Царевич увидел, что негр свалился, сказал себе: «Это обиталище няньки; коли остался кто в живых, здесь искать надо». Поднялся он, взял светильник и начал обходить покои кормилицы, поскольку был уверен, что никто не придет: няньку-то он сам захватил. Дошел до середины помещения, видит – дверца закрытая, а на ней замок висит толщиной в несколько человеческих ляжек. Хоршид-шах говорит себе: «Коли что есть – за той дверью спрятано». А ключ от замка был в каморке негра.

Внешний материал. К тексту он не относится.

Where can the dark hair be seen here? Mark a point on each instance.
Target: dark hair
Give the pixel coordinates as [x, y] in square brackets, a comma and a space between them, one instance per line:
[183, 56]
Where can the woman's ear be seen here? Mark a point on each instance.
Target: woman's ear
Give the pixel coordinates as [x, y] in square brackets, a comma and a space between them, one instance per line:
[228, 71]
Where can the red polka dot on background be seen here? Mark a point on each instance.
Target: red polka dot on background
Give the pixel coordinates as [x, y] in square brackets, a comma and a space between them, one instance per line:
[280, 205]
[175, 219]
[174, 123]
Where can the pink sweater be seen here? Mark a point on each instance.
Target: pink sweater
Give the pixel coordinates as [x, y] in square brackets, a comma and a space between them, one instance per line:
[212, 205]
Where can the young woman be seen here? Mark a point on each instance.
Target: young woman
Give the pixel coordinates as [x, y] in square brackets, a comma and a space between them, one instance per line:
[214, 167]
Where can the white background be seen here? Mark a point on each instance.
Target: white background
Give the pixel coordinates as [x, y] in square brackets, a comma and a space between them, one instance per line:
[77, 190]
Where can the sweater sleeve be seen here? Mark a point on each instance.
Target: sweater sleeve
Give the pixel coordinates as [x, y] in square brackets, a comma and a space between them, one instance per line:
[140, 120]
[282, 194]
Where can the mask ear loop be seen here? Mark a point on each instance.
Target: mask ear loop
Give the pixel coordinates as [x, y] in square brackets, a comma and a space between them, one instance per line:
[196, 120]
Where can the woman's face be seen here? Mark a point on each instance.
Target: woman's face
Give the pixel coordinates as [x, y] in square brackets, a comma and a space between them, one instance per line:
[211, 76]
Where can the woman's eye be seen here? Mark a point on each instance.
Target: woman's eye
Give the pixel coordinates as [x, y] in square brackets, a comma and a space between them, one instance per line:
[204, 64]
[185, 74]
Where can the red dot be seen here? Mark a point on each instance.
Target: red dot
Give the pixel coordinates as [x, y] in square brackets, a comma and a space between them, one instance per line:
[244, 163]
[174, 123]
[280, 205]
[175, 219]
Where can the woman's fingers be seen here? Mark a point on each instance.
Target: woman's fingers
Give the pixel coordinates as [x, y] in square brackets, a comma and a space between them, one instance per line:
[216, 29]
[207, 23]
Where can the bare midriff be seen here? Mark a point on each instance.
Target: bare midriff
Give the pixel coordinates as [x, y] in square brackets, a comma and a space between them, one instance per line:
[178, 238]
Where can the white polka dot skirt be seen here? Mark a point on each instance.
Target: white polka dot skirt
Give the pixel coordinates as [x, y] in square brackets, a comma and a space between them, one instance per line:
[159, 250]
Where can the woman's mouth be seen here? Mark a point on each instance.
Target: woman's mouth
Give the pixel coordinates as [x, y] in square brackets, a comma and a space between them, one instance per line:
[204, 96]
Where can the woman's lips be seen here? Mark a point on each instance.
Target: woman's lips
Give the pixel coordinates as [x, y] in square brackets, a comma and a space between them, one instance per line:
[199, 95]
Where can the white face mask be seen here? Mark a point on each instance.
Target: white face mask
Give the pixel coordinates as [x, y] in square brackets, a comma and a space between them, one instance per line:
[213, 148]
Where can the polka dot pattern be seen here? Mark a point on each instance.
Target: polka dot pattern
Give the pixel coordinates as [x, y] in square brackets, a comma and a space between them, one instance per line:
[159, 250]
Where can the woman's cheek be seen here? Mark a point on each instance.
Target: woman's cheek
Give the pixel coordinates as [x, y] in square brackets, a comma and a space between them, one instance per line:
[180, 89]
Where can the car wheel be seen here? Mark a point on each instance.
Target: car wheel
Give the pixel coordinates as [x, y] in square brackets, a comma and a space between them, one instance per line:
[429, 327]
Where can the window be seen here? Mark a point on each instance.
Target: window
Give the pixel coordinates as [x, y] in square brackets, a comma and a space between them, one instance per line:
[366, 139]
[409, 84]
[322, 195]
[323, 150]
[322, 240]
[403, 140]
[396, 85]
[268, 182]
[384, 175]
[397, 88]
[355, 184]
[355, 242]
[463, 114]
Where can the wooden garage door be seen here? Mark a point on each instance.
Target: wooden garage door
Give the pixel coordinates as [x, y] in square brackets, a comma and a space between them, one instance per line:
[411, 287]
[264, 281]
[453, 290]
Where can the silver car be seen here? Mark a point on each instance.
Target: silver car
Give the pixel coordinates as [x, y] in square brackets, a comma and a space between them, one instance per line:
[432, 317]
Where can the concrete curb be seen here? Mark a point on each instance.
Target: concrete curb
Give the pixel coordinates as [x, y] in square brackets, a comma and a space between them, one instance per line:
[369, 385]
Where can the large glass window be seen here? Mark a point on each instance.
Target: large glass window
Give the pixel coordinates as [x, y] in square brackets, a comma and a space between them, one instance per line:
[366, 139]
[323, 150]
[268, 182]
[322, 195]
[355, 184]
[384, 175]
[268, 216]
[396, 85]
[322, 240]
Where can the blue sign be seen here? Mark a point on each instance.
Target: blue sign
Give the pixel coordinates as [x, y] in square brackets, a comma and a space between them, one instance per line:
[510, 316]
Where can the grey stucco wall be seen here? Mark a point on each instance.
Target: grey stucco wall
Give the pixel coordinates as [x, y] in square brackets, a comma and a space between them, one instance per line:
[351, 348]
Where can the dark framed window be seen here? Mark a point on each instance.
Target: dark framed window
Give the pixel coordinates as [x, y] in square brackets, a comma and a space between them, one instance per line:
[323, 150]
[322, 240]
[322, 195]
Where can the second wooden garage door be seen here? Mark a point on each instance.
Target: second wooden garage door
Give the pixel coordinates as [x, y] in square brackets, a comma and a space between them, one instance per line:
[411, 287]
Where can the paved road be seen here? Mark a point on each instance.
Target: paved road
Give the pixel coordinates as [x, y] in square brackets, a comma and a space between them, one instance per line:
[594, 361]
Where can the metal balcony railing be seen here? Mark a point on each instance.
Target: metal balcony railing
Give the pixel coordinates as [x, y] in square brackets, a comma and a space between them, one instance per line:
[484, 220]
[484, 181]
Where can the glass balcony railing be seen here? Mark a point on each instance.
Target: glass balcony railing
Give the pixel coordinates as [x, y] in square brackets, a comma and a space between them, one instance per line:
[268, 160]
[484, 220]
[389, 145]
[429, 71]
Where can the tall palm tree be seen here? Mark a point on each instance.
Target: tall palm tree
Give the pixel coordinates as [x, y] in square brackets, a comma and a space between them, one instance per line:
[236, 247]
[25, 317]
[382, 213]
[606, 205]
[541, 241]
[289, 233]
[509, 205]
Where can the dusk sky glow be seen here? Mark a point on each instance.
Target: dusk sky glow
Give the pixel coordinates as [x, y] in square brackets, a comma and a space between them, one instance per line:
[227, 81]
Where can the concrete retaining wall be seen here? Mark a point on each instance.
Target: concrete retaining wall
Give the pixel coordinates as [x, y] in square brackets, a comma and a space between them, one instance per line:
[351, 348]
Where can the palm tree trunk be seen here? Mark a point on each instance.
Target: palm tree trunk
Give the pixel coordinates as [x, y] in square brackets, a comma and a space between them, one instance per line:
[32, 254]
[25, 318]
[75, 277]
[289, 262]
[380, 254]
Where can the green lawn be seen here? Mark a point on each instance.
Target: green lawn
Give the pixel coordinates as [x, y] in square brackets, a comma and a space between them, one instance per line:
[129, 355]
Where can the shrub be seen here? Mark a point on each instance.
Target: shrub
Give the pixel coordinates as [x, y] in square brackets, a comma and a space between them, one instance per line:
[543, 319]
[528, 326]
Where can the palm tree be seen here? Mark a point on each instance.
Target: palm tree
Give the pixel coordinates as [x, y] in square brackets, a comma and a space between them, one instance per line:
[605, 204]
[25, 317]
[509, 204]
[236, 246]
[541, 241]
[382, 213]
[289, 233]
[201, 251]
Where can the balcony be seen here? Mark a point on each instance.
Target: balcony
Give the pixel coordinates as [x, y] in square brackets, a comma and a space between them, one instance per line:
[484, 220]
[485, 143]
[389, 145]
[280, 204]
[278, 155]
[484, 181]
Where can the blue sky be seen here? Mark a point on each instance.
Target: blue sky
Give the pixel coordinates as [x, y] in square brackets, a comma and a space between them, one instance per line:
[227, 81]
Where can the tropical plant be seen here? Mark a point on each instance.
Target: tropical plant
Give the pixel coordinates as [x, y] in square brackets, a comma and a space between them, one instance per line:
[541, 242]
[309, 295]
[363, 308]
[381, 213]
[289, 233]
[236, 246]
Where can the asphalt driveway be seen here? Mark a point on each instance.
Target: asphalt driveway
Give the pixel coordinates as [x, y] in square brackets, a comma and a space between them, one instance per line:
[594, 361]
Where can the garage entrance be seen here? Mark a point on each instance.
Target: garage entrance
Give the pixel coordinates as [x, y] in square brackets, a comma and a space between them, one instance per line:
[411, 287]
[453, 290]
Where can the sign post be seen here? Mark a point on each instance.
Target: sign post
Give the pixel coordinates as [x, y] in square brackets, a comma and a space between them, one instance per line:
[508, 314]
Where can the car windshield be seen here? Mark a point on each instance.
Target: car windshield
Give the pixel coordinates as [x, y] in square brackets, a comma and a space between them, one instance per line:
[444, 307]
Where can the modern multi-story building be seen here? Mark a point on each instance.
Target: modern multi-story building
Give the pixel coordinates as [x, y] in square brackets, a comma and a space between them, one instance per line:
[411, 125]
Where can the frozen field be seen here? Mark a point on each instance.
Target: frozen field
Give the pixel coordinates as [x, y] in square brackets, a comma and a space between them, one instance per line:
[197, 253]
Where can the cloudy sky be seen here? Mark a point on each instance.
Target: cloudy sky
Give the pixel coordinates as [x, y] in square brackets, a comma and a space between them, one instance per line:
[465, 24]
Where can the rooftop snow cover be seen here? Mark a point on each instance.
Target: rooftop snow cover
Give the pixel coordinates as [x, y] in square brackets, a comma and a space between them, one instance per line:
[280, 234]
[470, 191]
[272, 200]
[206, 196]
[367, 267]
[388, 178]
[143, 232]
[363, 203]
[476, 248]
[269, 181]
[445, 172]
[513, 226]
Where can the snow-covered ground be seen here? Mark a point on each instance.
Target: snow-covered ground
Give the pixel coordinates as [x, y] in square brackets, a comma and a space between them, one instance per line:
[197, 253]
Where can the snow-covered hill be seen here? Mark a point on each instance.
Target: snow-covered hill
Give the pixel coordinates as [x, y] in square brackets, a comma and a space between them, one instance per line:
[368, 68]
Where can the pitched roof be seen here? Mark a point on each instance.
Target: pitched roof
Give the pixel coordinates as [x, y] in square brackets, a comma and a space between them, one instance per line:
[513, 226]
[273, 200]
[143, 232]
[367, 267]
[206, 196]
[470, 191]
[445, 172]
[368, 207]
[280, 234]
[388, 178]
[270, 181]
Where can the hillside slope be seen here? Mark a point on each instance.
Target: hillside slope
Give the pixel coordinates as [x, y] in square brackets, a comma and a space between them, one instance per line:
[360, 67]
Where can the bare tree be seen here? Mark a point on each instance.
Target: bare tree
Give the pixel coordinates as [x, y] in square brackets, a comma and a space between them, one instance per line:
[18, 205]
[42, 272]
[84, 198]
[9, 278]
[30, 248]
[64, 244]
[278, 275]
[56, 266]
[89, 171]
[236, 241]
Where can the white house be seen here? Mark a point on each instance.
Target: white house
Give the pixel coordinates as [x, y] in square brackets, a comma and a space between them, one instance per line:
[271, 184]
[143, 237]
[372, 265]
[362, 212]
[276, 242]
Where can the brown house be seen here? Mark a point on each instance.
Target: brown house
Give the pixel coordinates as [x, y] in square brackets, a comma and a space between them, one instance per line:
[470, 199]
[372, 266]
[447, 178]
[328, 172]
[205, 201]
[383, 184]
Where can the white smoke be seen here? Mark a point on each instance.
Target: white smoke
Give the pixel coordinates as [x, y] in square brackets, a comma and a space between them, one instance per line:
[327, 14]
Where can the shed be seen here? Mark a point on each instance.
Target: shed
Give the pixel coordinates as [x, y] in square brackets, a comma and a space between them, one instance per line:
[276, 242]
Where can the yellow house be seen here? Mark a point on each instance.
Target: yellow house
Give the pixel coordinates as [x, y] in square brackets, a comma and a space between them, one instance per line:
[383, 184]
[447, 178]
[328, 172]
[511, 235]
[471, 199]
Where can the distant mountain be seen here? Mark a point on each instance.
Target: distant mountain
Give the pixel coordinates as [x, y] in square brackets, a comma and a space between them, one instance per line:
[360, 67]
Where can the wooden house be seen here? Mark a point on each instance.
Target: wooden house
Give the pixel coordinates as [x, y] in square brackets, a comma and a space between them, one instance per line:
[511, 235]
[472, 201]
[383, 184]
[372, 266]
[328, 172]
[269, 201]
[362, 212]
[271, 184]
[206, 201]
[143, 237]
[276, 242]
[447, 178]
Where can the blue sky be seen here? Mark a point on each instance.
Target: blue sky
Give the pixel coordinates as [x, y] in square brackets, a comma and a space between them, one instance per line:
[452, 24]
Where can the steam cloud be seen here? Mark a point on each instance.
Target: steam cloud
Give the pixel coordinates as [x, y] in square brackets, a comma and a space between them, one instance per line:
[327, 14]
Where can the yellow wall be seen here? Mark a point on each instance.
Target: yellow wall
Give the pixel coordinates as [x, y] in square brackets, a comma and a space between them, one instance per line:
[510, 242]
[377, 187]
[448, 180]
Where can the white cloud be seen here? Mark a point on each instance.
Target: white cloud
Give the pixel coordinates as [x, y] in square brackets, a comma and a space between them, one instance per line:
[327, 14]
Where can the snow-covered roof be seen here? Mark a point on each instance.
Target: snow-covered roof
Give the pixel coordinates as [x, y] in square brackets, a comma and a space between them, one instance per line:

Царевич вернулся туда, а сам думает: «Без сомнения, Фаррох-руз жив и заперт в том месте».
Отпер он замок, открыл дверь. Показалась лестница. Светильник у царевича был, стал он по той лестнице вниз спускаться. Пятьдесят ступеней насчитал и оказался в нижнем зале. Огляделся вокруг, видит, – зал о четырех дверях, четыре суфы друг против друга стоят, свечи всюду горят – это ведь подземелье было. А на суфах сидят люди, все связаны по рукам, по ногам, и во главе всех Фаррох-руз восседает.
Обрадовался царевич, подбежал к Фаррох-рузу, обнял его, расцеловал. Фаррох-руз воскликнул:
– Братец дорогой, каким образом ты здесь очутился? Сюда и ветер залетать не смеет из страха перед кормилицей. Да еще и негр у дверей стоит! Что ты сделал с кормилицей и с негром?
– Сейчас не до разговоров, – отвечает царевич, – это длинная история. Да ты взгляни на меня, братец, в каком я образе, сколько ухищрений приложил, чтобы сюда попасть, в это место проникнуть.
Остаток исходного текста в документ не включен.